Naruto took a deep breath "I don't know. Even though I'm married to Hinata I still feel as if I am still incomplete as a person. Hinata is a great person but there are things that just doesn't match up with you. Sakura when I'm with you I feel complete, I feel good, I feel free, I feel loved. I know its guilty for me to still love another woman though I'm married and trust me I've been trying to push away these feelings for you but for some reason they remain."
"The why didn't you confess to me Naruto?"
He sighed, he knew this was coming. "Because I didn't feel worth confessing to you.
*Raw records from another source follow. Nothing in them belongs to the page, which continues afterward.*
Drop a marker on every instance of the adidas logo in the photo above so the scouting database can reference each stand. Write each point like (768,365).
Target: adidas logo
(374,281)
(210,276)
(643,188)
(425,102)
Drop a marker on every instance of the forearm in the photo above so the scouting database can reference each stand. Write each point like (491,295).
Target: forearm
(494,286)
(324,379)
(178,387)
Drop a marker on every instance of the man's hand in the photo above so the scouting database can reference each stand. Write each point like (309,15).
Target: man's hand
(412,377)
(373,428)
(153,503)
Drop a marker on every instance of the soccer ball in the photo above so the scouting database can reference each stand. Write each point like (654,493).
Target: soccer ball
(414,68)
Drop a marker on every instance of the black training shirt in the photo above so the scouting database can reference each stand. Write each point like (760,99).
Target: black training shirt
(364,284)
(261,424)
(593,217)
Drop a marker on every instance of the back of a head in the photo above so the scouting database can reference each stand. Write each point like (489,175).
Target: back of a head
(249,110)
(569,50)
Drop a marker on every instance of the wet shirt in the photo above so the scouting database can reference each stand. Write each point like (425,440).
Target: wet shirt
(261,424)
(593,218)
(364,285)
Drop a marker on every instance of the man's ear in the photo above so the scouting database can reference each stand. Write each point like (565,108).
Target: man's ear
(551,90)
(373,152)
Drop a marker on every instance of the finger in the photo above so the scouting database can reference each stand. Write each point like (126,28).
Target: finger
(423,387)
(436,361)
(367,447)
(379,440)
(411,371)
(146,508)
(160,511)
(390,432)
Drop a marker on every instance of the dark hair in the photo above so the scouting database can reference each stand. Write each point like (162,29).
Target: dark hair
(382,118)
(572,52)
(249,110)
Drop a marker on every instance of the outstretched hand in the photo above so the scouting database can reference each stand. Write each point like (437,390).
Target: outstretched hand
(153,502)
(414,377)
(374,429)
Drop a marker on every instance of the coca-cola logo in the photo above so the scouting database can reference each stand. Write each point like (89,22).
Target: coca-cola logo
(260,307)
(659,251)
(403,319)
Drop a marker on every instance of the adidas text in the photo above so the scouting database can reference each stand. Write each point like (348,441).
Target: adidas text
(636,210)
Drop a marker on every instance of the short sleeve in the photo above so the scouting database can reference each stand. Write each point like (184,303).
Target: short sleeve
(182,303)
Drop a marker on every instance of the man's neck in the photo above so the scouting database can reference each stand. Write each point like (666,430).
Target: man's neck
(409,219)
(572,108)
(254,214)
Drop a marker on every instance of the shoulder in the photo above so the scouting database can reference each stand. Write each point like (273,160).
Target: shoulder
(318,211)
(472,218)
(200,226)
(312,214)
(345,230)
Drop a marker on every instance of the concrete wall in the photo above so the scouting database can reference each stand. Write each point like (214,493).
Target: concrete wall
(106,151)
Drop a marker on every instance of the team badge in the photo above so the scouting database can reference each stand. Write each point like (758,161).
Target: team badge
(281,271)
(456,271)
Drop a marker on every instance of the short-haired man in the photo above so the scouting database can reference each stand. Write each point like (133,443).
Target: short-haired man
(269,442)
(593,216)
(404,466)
Sai asked me that too but at the time I didn't feel worth confessing to you since I couldn't keep my promise to you but even after fulfilling the promise I thought of you're happiness and in my mind you're happiness lies within Sasuke not me."
Sakura was about to cry, he did it for her own happiness at the cost of his own but anyone could tell she isn't completely happy having a marriage with an Uchiha that barely comes home. She wanted to hit him for now confessing to her but who could blame him? She was blindly in love with the Uchiha that she didn't even think what would happen if she got married and have a kid. Hell even her daughter is not even her own flesh and blood. She was so lost in her thoughts that she couldn't speak so Naruto decided it was time for him to ask questions.
"Tell me Sakura. Did you loved or atleast liked?"
Now it was her turn to be caught of guard by this question. She actually did have feelings for him at one time but pushed it away and she knew why. "Yes I liked or loved you at one time."
"So what happen?"
"Like you I didn't feel I deserve you after all I have done to you. I underrate you, I punched you too many times for me to count, you helped me when I only can do so little to repay your help, you suffered so much because of me so thats why I pushed you and Hinata together but...I was wrong. I didn't think that you are still suffering from that feelings that I thought was long gone." She chuckled "Even now I'm still causing you pain."
Naruto's mind was trying to cope with what he just heard. He didn't know Sakura had feelings for him, he actually thought she just liked as a best friend nothing more. He sighed. "I'm wrong too. We're both wrong. We couldn't be together because we felt we didn't deserve each other when we actually did. We were to afraid to confess. Now knowing we loved each other I want to do this." he leaned forward and gave Sakura a kiss on the lips. Something he wanted to accomplish at a very young age. To his surprise Sakura returned the kiss. For the both of them the kiss just felt right and wished they could do this every day but that seems impossible.
When they separated they took a few deep breaths when Naruto leaned on her forehead "Just remember this Sakura. I will always love you no matter what, you will always have a special place in my heart that no one can ever replace."
"I will always love you too. Maybe one day we can finally be together."
"Maybe, maybe Sakura-chan. I will be counting on it, believe it."
One day we will be together and when we are we will never be separated again. Only time can tell when we will be together finally.